Acórdão do Tribunal da Relação do Porto
Processo:
0454266
Nº Convencional: JTRP00037144
Relator: CAIMOTO JÁCOME
Descritores: CONTRATO DE PRESTAÇÃO DE SERVIÇOS
TELEFONE
PRESCRIÇÃO
Nº do Documento: RP200409210454266
Data do Acordão: 09/21/2004
Votação: UNANIMIDADE
Texto Integral: S
Privacidade: 1
Meio Processual: APELAÇÃO.
Decisão: REVOGADA A DECISÃO.
Área Temática: .
Sumário: I - No contrato de prestação de serviço público telefónico (rede fixa), se o prestador do serviço envia ao utente as facturas respeitantes aos consumos, no prazo de seis meses após a prestação do serviço, não ocorre prescrição.
II - Efectuado o envio, nos termos referidos em I), o prazo de prescrição (extintiva) é de cinco anos.
Reclamações:
Decisão Texto Integral: ACORDAM NO TRIBUNAL DA RELAÇÃO DO PORTO

RELATÓRIO

C..............., S.A., com sede em ............, intentou a presente acção declarativa, de condenação, sob a forma de processo sumário, contra B............., Lda., com sede em .............., pedindo a condenação da Ré no pagamento da quantia de €4.455,01, acrescida dos juros de mora vincendos, à taxa legal, até integral pagamento.
Alega, em síntese, ter celebrado com a Ré um contrato de prestação de serviço telefónico, na sequência do qual iniciou a Autora a prestação regular dos seus serviços (telefone fixo), com efectiva utilização pela Ré da rede pública comutada, através do posto telefónico nº ........... .
Contudo, não obstante os serviços prestados pela Autora, a Ré não pagou as facturas cujas cópias junta, no montante global de € 3.063,17, as quais deveriam ter sido pagas nas datas do respectivo vencimento. As facturas foram enviadas em devido tempo à Ré.

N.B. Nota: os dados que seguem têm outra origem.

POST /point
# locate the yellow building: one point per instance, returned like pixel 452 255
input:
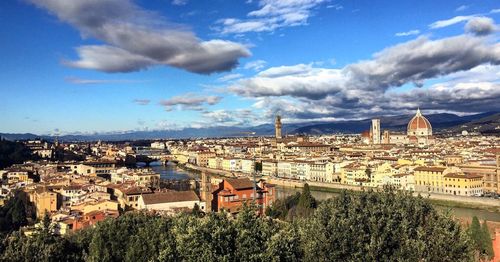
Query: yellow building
pixel 269 167
pixel 429 179
pixel 464 184
pixel 45 201
pixel 354 174
pixel 215 162
pixel 490 174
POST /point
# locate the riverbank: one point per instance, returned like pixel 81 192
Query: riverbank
pixel 492 205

Citada, a Ré contestou, afirmando que nada deve à autora pois que pagou os serviços prestados pela autora e excepcionou a prescrição do direito de crédito da demandante.
Houve resposta da Autora à matéria de excepção. No respeitante à prescrição alega que interrompeu a prescrição facturando os consumos feitos pela Ré dentro do prazo de seis meses que a lei determina, remetendo à Ré as respectivas facturas.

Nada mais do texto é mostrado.